Submarine Patent

A SubmarinePatent is a patent which an "inventor" files on a device or technology that doesn't exist yet, or which has not yet been successfully implemented. Using various procedural mechanisms, the filer intentionally delays issue of the patent, sometimes for years, until a practical implementation of the device/technology appears on the market. At that time, the filer allows the patent to "come to the surface" and demands royalties from the party who did the real work.
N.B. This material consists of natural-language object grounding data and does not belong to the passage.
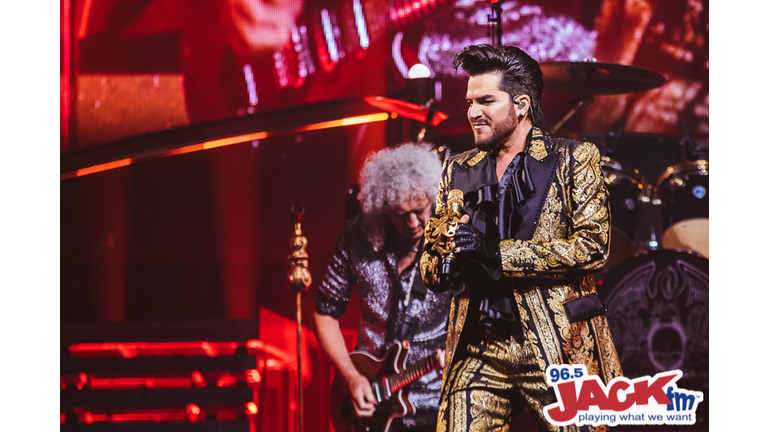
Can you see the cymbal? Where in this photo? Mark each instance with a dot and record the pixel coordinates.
(598, 78)
(406, 109)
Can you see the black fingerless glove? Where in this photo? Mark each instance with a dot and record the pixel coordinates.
(469, 240)
(475, 246)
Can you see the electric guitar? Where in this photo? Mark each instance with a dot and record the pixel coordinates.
(389, 378)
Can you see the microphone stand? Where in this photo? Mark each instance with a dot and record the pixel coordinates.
(494, 22)
(299, 280)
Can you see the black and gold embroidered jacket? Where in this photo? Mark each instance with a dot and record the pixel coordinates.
(557, 235)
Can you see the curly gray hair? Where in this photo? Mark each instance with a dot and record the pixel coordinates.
(391, 177)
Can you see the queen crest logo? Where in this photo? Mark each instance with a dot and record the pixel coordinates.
(585, 399)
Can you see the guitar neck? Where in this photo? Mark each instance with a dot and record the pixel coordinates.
(412, 373)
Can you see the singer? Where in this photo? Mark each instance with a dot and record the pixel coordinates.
(377, 253)
(535, 226)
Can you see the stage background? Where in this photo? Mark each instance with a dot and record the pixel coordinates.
(205, 235)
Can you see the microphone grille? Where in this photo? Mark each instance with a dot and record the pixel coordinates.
(456, 195)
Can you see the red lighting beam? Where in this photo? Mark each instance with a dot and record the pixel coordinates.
(347, 121)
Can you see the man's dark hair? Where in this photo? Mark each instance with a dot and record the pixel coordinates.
(520, 74)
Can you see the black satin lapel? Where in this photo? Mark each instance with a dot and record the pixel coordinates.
(472, 178)
(541, 174)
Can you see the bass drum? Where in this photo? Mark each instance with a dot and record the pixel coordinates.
(658, 311)
(627, 190)
(682, 192)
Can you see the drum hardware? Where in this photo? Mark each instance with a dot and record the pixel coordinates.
(658, 312)
(682, 195)
(590, 78)
(628, 191)
(593, 78)
(578, 103)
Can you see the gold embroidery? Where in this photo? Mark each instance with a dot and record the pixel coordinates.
(538, 149)
(544, 328)
(488, 411)
(477, 158)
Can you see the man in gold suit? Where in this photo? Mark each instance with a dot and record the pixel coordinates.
(535, 225)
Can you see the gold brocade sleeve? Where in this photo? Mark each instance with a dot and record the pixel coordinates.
(429, 261)
(552, 252)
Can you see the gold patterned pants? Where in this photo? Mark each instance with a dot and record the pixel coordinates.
(493, 377)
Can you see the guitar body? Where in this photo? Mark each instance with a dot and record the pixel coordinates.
(390, 407)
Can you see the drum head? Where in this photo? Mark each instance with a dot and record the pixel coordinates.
(690, 234)
(658, 311)
(683, 194)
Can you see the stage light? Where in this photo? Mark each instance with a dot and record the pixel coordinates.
(419, 71)
(251, 408)
(252, 376)
(103, 167)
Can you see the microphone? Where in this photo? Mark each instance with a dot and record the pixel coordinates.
(455, 211)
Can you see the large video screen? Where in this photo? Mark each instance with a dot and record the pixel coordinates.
(131, 67)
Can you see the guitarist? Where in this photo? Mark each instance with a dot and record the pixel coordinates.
(377, 253)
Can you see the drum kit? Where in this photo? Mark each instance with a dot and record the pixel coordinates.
(655, 285)
(656, 282)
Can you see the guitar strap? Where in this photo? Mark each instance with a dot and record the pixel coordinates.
(417, 293)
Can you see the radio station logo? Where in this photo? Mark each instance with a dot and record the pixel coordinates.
(585, 400)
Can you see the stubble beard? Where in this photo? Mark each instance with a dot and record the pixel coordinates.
(500, 133)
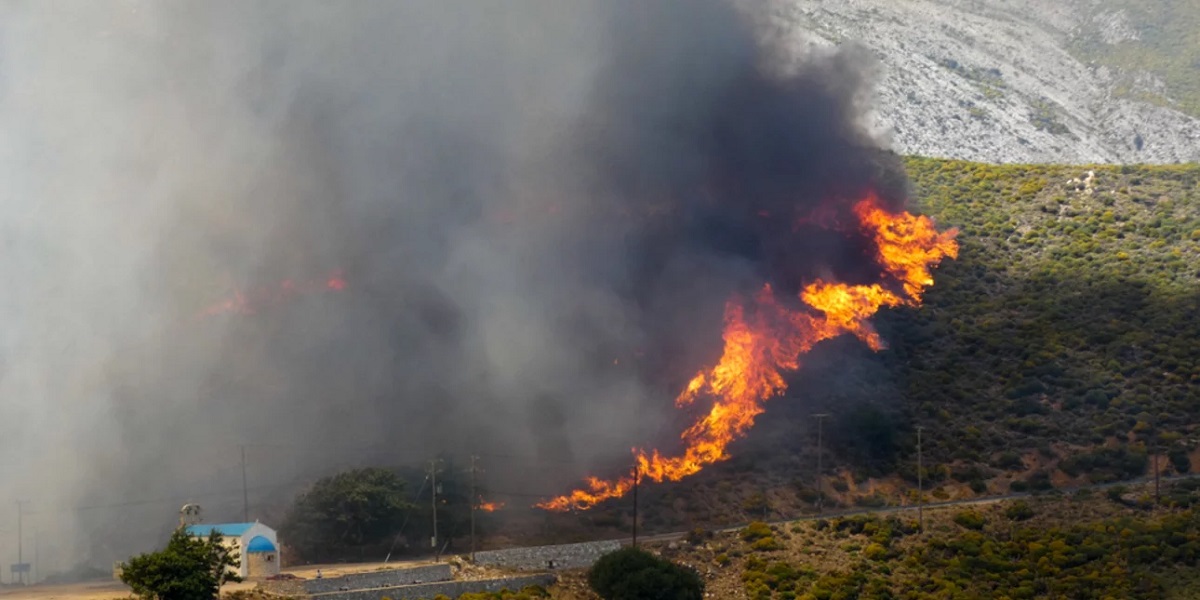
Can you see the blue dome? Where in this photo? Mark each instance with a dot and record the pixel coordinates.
(259, 544)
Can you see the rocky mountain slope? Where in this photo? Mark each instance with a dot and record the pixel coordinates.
(1021, 81)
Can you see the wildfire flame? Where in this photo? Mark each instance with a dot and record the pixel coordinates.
(765, 339)
(252, 301)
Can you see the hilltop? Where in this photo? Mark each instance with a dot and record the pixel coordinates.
(1059, 349)
(1072, 82)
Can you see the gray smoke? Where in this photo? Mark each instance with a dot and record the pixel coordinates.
(539, 209)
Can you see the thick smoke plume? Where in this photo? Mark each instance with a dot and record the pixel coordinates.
(538, 209)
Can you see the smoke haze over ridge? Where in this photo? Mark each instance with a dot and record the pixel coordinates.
(517, 196)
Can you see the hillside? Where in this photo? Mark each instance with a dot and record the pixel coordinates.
(1087, 546)
(1061, 348)
(1073, 82)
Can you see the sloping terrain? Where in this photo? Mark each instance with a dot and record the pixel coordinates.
(1087, 546)
(1060, 348)
(1072, 82)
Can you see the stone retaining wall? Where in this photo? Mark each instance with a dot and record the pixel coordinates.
(538, 558)
(448, 588)
(390, 577)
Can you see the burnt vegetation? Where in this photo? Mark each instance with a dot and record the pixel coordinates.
(1059, 349)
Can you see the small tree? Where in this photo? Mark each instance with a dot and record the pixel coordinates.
(187, 569)
(633, 574)
(352, 509)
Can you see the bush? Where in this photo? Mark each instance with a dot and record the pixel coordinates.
(970, 520)
(1019, 510)
(756, 531)
(634, 574)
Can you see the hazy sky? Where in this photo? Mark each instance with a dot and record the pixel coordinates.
(539, 209)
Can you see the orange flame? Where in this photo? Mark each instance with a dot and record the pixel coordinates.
(490, 507)
(255, 300)
(769, 337)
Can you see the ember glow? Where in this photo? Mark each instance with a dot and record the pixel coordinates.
(490, 507)
(765, 337)
(250, 303)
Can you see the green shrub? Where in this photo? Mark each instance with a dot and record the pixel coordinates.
(1019, 510)
(634, 574)
(756, 531)
(970, 520)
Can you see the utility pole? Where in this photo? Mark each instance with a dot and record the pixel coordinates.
(921, 486)
(474, 499)
(1156, 478)
(433, 504)
(820, 418)
(245, 491)
(21, 516)
(636, 473)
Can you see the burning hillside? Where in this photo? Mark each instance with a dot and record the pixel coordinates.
(765, 337)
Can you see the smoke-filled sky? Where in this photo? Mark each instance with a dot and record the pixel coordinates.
(539, 209)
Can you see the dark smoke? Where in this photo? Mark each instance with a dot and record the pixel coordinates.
(540, 209)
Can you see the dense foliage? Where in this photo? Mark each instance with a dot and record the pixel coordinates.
(1125, 555)
(187, 569)
(352, 509)
(1060, 348)
(1068, 317)
(634, 574)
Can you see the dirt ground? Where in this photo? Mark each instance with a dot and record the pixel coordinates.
(112, 589)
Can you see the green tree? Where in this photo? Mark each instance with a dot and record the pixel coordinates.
(348, 510)
(187, 569)
(633, 574)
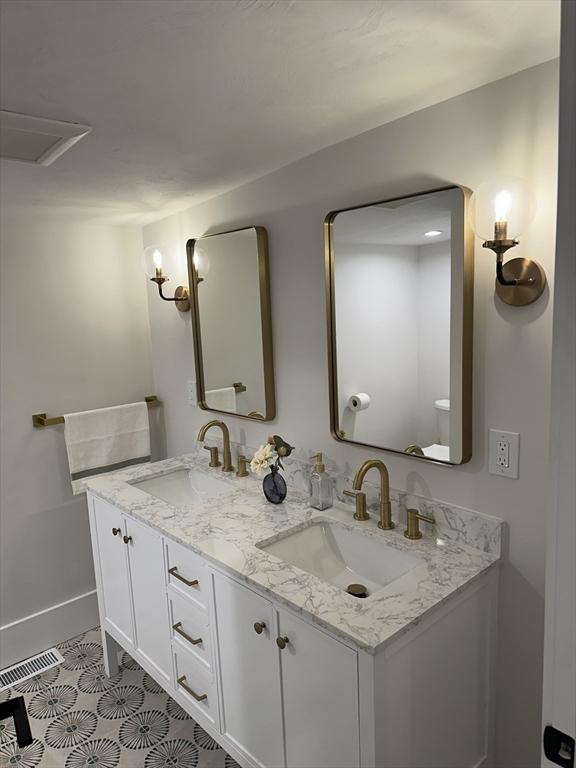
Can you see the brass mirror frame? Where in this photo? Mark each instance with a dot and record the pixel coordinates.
(266, 321)
(466, 350)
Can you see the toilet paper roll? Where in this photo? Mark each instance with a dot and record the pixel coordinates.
(359, 402)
In the US, until recently, patents lasted 17 years from the date of issue - so a submarine patent could lurk under the surface for many years until an infringing product did appear. Recently, the US went to 20 years from date of filing. This reduces the scope of submarine patents by preventing filers from indefinitely delaying the issue of their patents. It does not prevent submarine patents in general, since one can still file a patent on a technology that has not been fully implemented and collect royalties from the real implementor; however, a patent filed in 2003 will expire in 2023 no matter when it issues, so the filer can benefit from the submarine patent only for a fixed period of time, far shorter than under the old system.

For example, under the old system, someone in 1950 could have filed a patent on, say, a packet-based computer network router, though there were as yet hardly any computers to speak of. By requesting repeated "continuations" during the patent application process, the filer could force the patent to be delayed indefinitely until packet-based routers started to come onto the market, say in 1970. The filer then stops requesting continuations, the patent issues, and the patent-seeker can collect royalties on network routers for 17 years from that point, until 1987.

Under the new system, a patent filed in 2003 will expire in 2023 no matter when it issues. So if someone were to file a patent on a time machine (I'm sure it has been tried) today, and it doesn't get invented by 2023, said patent-filer is out of luck. If the time machine were to be invented before 2023 in this example, the patent holder might still get royalties, but for far shorter a time than under the old system.

But you can't file a patent on a time machine - as soon as you use it to go back in time, you establish prior art and break your own patent! Yes, most of patent law would probably have to go out the window at that point.

A truly horrid loophole in the patent law? You bet. But SubmarinePatents have been repeatedly upheld by the courts as valid (often with the judge stating "this stinks, but the law is the law...")


A submarine patent was one that the inventor deliberately kept from granting by creating office actions, so that (especially for obvious inventions) other people derived the same invention and then when the patent granted, they are in infringement with a shipping product.

Submarine patents are no more. You can't keep a patent application from surfacing for more than a year in the US now.

[I think that is 18 months.]


Submarine patents still exist. Although you can't prevent a patent from being publicly disclosed, who has time to review the millions of claims in all the patents that get issued. Surely some submarine patents are still sneaking through the complicated process. Anyway, I define submarine patent as any patent that you get that you don't intent do implement yourself. I know, many companies are calling them "Defensive Patents", but that's just a marketing word for "Submarine Patent".


Us Patent Office


Hmm.

I've often wondered if fighting these kinds of patents would cost more than, say, a professional killer? Might it not make sense to use violence to solve the patent case? The LawOfDepletingPrinciples.